I love Wrigley, for all the reasons you mentioned. I think Wrigley is a park for true baseball fans. You know, the ones who actually spend the majority of the game with their butts in their seat instead of on the concourse for souveniers. Wrigley is old, and it wasn't built with the thought of entertaining fans. The game was supposed to do that. I like that, and if they moved the team to the suburb, to build some "amusement park" like most other teams in baseball, it would break my heart.
Well, also much better food and beer selections, but let's not get into that--I'm still bitter.
But at least you get drunks punching each other during Cubs-Sox games in either park.

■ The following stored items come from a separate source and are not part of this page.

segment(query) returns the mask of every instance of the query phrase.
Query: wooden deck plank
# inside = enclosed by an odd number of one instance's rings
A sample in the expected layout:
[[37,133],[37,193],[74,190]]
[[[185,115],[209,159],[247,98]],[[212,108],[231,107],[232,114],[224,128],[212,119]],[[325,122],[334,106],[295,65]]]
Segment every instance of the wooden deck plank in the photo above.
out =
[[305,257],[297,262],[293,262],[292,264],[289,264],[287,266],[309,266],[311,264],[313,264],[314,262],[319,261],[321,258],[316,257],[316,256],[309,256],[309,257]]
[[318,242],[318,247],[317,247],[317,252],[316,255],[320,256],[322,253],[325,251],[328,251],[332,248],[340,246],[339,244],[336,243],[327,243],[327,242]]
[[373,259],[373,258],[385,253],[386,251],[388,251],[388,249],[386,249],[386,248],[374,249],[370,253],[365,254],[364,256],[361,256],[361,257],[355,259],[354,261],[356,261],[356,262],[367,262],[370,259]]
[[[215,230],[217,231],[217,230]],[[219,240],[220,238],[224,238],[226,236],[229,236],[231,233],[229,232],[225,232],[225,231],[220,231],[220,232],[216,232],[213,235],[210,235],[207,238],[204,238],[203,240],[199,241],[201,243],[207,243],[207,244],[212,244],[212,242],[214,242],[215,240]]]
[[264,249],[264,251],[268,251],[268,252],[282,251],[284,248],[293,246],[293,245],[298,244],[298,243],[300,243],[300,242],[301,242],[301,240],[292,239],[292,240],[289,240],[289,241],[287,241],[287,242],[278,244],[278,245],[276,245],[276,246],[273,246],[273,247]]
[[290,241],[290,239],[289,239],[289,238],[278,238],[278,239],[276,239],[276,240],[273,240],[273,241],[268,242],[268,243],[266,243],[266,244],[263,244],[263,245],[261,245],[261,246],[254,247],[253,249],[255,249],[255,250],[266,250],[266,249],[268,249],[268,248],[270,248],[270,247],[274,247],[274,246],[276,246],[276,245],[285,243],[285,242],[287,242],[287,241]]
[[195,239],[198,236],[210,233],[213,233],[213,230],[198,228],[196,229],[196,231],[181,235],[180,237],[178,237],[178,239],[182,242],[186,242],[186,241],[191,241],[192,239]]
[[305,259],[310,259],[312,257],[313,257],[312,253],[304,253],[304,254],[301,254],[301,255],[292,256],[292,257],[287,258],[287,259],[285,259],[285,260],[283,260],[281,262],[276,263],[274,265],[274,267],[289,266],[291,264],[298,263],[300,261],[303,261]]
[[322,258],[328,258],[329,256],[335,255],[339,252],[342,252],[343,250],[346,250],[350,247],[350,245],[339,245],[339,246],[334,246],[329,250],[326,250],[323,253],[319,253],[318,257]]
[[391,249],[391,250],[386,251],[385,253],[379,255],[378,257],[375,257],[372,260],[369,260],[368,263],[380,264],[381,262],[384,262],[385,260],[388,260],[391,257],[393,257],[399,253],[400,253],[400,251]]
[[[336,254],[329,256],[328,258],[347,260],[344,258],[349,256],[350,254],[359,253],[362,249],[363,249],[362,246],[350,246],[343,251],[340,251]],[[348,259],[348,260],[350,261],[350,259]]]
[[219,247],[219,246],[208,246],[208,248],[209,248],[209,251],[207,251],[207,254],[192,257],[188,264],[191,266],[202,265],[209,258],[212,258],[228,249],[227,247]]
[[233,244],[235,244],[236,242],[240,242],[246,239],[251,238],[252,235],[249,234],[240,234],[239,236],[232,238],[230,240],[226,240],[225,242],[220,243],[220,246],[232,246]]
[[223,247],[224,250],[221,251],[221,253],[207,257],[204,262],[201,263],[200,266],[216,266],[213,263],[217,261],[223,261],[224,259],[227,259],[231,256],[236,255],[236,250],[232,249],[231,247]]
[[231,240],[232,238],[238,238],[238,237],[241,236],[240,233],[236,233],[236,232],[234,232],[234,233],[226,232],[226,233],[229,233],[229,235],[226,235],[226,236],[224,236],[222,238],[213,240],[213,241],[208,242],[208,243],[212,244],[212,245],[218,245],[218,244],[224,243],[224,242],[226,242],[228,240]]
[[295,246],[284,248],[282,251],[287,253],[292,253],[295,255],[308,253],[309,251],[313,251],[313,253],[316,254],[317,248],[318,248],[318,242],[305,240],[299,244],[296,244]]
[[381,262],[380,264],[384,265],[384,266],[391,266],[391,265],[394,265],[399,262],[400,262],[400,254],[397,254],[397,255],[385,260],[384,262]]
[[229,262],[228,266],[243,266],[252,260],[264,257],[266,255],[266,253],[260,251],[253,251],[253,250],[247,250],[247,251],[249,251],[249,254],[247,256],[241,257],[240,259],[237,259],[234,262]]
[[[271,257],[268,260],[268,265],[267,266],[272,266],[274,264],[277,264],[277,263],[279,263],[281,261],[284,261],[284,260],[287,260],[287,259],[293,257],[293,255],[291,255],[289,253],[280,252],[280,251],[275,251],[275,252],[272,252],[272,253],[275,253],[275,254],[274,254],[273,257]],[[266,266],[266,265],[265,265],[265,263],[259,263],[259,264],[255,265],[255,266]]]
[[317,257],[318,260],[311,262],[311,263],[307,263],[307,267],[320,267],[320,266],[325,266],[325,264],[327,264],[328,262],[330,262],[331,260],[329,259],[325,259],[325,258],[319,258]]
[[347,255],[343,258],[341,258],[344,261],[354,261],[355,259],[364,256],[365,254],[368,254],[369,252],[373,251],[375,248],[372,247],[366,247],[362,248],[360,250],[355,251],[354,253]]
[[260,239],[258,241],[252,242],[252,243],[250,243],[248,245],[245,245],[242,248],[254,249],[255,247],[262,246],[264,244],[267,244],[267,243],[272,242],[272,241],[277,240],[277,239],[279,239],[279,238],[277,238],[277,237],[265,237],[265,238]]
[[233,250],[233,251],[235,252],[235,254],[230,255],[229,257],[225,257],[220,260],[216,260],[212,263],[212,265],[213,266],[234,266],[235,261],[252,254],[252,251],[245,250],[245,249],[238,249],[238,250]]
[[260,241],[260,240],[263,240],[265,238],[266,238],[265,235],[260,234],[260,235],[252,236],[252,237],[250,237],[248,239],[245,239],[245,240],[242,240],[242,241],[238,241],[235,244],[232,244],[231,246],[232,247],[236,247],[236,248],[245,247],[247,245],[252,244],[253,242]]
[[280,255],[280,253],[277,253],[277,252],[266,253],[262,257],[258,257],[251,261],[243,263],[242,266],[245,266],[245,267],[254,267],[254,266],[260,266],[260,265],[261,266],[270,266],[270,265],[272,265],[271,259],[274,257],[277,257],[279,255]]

I can't sit here and judge Cubs ownership if they want to move to a new stadium. But just because we're a capitalist country, does that mean we have to do everything to make more money?
Time is creating more and more of a cynic out of me. The NFL wants to add more games to their regular season. Why? The answer is money. Now all the 16 game season records will be shattered and that doesn't mean a thing to those that run the NFL.
Major League Baseball keeps adding more and more teams to the playoffs. Why? The answer is money, even though the playoffs continue to move in the direction where the best team is not recognized more and more often.
What's refreshing about Wrigley and Fenway is that as long as they're running, they maintain a sentimental value uncomparable to the rest of the stadiums in the league. The fact that they remain in use leaves me hope in a world that I am becoming increasingly cynical of.
Otherwise, wonderful article!
Of course, it was William Wrigley Jr. who hired the sportswriter William Veeck Sr. as club president. Unfortunately, both Wrigley and Veeck died within a year of each other in 1932-33. PK Wrigley took over the team and the Cubs started their long downward slide.
Wrigley Field is a dump - a giant urinal with a baseball field in the middle. And swaying at the stalls are thousands of half-drunken nitwits who know nothing about baseball.
Wrigley Field has been the only constant in over 100 years of Cub futility. That's no coincidence.